Shame on us. Shame on the “family values” advocates who discreetly turn away while Hillary is trashed for ‘standing by her man’. Shame on the politically correct liberals for snickering. Shame on all of us who think we could have, would have, should have done better. Utopia means no where. And perfect marriage, perfect relationship, perfect anything happens only in utopia. For the rest, we make due with what we have.

Shame isn’t a term or a concept with which I am terribly comfortable. I’ll tiptoe through it and the other dark emotions at the end of Holy Week, taking comfort only in that it is a brief sprint. Easter is on the horizon, the carrot that pulls me through.

But as I read the headlines, I wonder if we have danced too quickly through the minefield and are too cavalier with searing truth of our own shadow selves. I wonder if we’ve been too quick to gloss over our own choices and compromises, our own limitations and failures. The stones are less appealing when we’ve taken account of the glass that surrounds us.

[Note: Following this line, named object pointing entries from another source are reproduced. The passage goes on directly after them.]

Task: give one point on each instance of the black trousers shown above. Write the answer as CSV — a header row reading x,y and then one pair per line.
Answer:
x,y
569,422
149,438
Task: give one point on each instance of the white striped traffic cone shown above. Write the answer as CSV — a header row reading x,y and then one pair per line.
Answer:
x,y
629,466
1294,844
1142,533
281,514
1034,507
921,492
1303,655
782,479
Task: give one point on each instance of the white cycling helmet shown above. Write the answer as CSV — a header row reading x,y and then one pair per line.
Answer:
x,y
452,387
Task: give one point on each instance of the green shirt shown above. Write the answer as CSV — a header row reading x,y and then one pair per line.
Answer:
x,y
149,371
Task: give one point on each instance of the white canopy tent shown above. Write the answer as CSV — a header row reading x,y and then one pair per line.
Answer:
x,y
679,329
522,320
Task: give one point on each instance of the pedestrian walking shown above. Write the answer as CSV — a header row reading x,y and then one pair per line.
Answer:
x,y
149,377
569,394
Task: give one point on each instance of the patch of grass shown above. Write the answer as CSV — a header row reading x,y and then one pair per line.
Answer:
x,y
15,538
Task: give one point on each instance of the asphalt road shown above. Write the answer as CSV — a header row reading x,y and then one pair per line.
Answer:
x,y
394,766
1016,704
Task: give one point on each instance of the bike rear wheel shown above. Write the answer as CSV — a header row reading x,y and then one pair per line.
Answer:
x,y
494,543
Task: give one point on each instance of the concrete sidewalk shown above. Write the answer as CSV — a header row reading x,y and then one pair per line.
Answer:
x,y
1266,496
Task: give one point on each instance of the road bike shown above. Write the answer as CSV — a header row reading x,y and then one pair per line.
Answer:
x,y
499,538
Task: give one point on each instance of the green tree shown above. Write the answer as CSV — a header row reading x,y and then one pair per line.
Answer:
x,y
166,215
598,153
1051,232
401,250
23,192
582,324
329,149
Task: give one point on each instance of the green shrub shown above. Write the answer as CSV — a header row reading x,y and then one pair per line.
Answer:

In their book, “The Last Week”, Marcus Borg and Dominic Crossan make the point that the horror and highlight belong together. An Easter celebration without the spiritual weight of the God’s Friday is meaningless fluff and a Passion narrative devoid of God’s cosmic presence is horrifying. In order to fully embrace our own lives, we must face both the best and the worst in the human condition. In Christianity, the Lenten pilgrimage, culminating in this Holy Week drama is our invitation.

Fully immersed in our participation in the human drama, we see the stones in our hands and feel their weight anew. With the fluff blown away, we recognize the compromises and shortcomings in our own relationships, a painful view that is redemptive only in the light of a new dawn.

This Holy Week opened with a public crucifixion of the Rev. Dr. Jeremiah Wright, pastor of Trinity United Church of Christ and Barack Obama’s pastor. It is drawing to a close with a castigation of Hillary Clinton for exercising her choice to remain in a marriage even when the compromises are painfully public. In the interest of fairness, it must now be time to shred the humanity of Senator John McCain.

Blessedly, the week is coming to end and quickly. With Easter just a few short hours from now, I pray that we will drop the stones and get on with the work of Easter. If it is the risen Christ we seek, we needn’t read the latest smear campaign, we won’t find him there. Jesus told his friends he would meet them in Galilee, Galilee and the ministries of teaching, healing and feeding.